Merci de ces remarques.
merci pour ce topo très clair, très pédagogique. Ca remet l’église au centre du village 😉
Pascal C
Merci pour le commentaire, c’est le but de l’article, n’hésitez pas à diffuser si ça peut servir.
merci
c’est clair et bien fait, Merci
Merci INFINIMENT pour votre article, qui m’a littéralement sauvé pour mon examen de physio respiratoire !
Bonjour
mon fils est décédé la semaine dernière à l’hôpital, il a été opéré du cœur. à cœur ouvert.
L’opération a été longue et difficile.
Mais il s’est réveillé le lendemain.
Pendant les deux jours suivants tt ses examens étaient bon et on nous disait que ça allait dans le bon sens.
Il était cependant douloureux et désaturait souvent même avec l’opti flow. Et il commençait à avoir du liquides dans les plèvres.
La décision a été prise de le mettre sous Masque Vni, il avait 3 ans, du coup masque total.
Lucas s’est énormément débattu, mais on lui a forcé la main à garder le masque pendant que l’interne régler la machine.
Le petit se débattait, puis il a fait un arrêt respiratoire puis un arrêt cardiaque.
Aujourd’hui j’ai le sentiment que le masque a été le déclencheur de cet arrêt et que si on lui avait mis différemment, la situation aurait pu être différente.
Je ne suis ni infirmière, ni médecin mais nous étions présents quand cela est arrivé et quand je lis les indications pour l’utilisation de la vni je me rend compte que la manière de faire pr Lucas n’a pas été respecté.
Pour moi il a été étouffé. Et cette idée et cette image me hanteront tte ma vie.
Bonjour monsieur,
Je ne suis pas du tout au fait du dossier mais d’un point de vue généralité je peux dire ceci:
Les recommandations longuement détaillées ci-dessus valent pour l’adulte, elles n’abordent pas les spécificité chez l’enfant. L’utilisation de la CPAP-VNI dans un contexte de réanimation se fait régulièrement sur des patients en détresse respiratoire extrême, qui même chez l’adulte peuvent donner une impression d’étouffement et peuvent être très périlleuses à mettre en place.
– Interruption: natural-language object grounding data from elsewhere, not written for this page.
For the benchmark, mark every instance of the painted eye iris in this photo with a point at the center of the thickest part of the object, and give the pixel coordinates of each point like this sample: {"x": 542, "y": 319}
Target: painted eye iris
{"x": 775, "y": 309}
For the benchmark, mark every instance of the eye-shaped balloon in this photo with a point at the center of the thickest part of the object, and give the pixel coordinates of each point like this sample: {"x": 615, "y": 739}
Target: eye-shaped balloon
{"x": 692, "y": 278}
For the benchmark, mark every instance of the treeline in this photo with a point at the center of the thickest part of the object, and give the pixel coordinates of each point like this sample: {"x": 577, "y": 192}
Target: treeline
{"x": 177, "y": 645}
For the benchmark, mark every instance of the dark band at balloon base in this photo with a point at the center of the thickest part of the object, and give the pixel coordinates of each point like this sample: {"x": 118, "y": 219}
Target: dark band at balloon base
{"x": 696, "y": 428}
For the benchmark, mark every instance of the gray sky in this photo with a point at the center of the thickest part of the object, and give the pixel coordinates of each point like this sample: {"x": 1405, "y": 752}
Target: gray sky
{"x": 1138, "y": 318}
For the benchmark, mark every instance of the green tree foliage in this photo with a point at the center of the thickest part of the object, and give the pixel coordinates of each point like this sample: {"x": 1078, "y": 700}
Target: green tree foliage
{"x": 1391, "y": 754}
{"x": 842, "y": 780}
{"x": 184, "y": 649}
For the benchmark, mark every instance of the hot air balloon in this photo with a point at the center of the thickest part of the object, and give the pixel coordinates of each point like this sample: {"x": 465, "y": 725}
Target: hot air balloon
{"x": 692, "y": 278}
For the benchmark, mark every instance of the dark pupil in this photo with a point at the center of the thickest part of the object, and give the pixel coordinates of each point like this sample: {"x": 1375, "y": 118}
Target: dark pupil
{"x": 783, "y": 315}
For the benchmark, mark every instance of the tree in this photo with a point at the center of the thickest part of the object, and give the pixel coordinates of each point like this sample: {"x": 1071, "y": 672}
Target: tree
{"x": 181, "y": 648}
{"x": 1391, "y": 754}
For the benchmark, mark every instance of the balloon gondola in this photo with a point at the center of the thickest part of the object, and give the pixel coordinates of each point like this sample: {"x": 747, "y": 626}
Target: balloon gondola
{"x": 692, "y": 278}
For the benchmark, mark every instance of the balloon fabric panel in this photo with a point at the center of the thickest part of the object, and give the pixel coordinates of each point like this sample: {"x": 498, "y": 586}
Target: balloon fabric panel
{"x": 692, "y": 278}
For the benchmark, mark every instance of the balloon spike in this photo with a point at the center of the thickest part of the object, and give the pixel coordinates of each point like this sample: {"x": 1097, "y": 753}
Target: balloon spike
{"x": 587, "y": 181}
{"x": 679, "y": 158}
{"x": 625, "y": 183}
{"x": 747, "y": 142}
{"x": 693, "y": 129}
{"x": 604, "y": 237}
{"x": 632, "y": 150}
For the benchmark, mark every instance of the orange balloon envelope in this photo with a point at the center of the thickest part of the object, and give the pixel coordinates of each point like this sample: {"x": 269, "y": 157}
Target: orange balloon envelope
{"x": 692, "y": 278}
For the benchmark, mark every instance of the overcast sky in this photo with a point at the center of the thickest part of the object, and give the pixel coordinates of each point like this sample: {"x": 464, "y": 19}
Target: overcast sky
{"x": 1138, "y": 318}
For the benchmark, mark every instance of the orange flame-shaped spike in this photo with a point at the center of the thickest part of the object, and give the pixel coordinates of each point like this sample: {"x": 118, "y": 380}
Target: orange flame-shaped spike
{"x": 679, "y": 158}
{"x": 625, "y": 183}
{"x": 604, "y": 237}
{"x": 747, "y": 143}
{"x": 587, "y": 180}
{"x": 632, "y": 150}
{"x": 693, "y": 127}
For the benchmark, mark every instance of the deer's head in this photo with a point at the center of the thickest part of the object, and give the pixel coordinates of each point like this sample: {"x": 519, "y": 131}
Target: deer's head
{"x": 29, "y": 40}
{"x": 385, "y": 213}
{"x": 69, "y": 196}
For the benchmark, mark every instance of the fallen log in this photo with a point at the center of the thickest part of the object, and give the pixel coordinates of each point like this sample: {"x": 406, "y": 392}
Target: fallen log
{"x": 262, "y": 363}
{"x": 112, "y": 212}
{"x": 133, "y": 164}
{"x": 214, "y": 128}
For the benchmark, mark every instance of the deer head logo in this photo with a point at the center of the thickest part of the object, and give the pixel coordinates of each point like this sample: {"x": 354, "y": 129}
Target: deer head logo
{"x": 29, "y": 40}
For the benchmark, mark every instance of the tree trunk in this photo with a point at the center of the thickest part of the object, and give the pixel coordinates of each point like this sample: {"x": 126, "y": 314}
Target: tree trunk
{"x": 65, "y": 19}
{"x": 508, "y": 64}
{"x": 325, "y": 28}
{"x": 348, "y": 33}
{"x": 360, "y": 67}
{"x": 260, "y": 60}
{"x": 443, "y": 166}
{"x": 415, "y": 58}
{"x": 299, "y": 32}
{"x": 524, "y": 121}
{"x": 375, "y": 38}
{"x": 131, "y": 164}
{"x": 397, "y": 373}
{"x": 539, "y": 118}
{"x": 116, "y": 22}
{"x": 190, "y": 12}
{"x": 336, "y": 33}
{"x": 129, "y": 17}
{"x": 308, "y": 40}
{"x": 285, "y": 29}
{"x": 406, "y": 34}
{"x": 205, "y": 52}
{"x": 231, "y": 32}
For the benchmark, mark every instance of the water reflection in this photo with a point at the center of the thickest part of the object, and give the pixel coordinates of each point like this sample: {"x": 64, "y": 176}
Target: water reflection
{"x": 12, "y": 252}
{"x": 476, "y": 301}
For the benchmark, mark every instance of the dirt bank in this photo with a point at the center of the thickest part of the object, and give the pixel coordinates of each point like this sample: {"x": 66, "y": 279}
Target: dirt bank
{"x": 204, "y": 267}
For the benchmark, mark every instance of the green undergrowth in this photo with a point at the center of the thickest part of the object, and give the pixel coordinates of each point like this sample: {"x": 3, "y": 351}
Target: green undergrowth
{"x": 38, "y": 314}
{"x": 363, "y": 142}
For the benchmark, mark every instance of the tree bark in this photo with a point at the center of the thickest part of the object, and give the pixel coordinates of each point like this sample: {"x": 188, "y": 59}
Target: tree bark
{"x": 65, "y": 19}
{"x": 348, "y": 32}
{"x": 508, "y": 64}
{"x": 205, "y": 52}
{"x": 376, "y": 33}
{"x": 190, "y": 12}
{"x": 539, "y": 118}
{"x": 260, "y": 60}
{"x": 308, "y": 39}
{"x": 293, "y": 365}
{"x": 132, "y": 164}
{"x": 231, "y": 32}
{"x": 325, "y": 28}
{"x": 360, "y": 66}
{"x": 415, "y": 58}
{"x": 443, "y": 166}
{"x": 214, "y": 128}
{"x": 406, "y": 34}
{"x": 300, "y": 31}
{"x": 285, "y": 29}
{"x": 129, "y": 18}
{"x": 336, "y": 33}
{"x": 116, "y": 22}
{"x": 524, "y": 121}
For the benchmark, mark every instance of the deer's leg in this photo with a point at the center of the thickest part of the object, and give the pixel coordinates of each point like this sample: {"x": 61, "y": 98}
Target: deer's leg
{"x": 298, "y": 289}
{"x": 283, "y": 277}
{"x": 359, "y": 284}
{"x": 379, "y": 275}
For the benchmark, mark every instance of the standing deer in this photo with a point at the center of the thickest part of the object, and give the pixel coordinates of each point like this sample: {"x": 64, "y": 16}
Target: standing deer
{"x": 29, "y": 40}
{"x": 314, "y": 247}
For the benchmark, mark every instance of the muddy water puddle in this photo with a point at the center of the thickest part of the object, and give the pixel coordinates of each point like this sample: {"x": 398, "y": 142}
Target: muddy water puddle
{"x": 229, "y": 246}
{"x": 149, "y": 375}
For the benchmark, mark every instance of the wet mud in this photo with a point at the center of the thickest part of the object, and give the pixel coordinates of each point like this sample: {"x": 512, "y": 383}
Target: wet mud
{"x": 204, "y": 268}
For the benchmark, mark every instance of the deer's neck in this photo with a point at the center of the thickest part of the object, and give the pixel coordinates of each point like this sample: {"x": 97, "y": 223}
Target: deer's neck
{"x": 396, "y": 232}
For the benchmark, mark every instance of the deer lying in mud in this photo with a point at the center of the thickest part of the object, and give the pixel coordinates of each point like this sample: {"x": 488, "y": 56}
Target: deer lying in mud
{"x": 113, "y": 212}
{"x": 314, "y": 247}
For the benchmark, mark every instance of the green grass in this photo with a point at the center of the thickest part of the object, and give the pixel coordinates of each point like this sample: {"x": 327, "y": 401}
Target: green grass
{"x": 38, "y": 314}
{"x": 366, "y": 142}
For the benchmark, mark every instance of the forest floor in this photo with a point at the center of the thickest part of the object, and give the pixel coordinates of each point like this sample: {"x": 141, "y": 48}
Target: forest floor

Le témoin extérieur de la scène n’est pas le seul à penser que c’est le masque qui étouffe au lieu de sauver, le patient a souvent la même impression et repousse parfois le masque de la main / se débat beaucoup. Ce n’est cependant par la VNI le problème mais la pathologie sous-jacente (on est parfois obligés de sédater légèrement ces patients pour leur faire accepter le masque). Ces situations nous les avons tous vécues, elles n’apparaissent pas dans un manuel apprenant les bases de la VNI, mais elles surviennent régulièrement.
Quelque soient les soins entrepris, et l’expertise de l’opérateur, l’échec de VNI est toujours une possibilité qu’on ne peut jamais écarter, d’autant plus sur des situations de suites opératoires très lourdes.
Vous pouvez en parler avec l’équipe médicale qui a été en charge de votre fils, la commission des usagers de votre hôpital est disponible pour entendre les questions des familles et si besoin apporter des explications et compléments d’information qui pourraient vous êtes salvateurs, de même qu’un suivi par un psychologue face au traumatisme d’un tel événement.